UK borrowing rises to February high thanks to energy subsidies

Official figures reveal that February’s public borrowing rose to an all-time high as significant subsidies were paid by the government to limit energy costs for businesses and households.

According to the Office for National Statistics, net borrowing reached £16.7 billion in February, an increase of £9.7 trillion compared to the same month in 2022. This is the highest level for February borrowing since 1993 records began.

The main reason for this increase was a £6.4 trillion rise in government spending on subsidies like the Energy Price Guarantee. This guarantees that the average household’s energy bill will not exceed £2,500 per year.

Last month, the public sector’s net debt reached 99.2 percent of GDP. This brings the ratio back to levels that were last seen in Britain’s rebuilding efforts after the Second World War.

In February, the government borrowed £132.2 billion to make the third-highest cumulative borrowing since 30 years ago. This figure is PS15.5 trillion higher than the previous year.

Although the cost of servicing government debt is affected by inflation, it fell to PS6.9billion in April from £8.2billion last year, but is still high compared to historical levels. Since last April , the RPI is in double digits.

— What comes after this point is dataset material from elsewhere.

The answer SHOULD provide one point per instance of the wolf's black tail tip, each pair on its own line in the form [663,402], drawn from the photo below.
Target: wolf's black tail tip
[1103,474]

Jeremy Hunt, chancellor, stated: “Borrowing remains high because we’re determined support households and business with rising prices. We are spending approximately £1500 per household this winter to pay just below half of the people’s energy bills.

Lower inflation will bring down these costs. That is why we continue to prioritize reducing it by halving it, as well as growing our economy and decreasing our debt.

KPMG UK senior economist Michal Stelmach stated that the outlook for public finances will improve due to a £40 billion drop in energy subsidies and cost-of living subsidies in 2023-24. Also, the recent fall of government bond yields, and RPI inflation, which together determine the cost to service debt.

He also stated that KPMG’s growth forecast is lower than OBR’s and expected GDP to be 3 percent lower by 2027-228. This could easily wipe out the £6.5 billion of current headroom to meet the fiscal rule for falling debt.

In his Budget last week, the chancellor stated that he would achieve his fiscal target of reducing debt as a percentage of GDP by 2028. This is the lowest margin for error that any chancellor has had in a Budget since 2010. The OBR is the government’s watchdog on spending and tax.

Ruth Gregory, the Capital Economics deputy chief UK economist, stated that the biggest risk to the government is an “further escalate in the banking crisis causes damage in the fiscal outlook because the impact on the public finances by weaker economic growth is only partially mitigated by lower gilt yields.”

According to her, cumulative borrowing for the current fiscal year will be well below what the OBR forecast last week. This, along with the inclusion of policy reforms for student loans in the national statistics next month, will drive borrowing down by billions.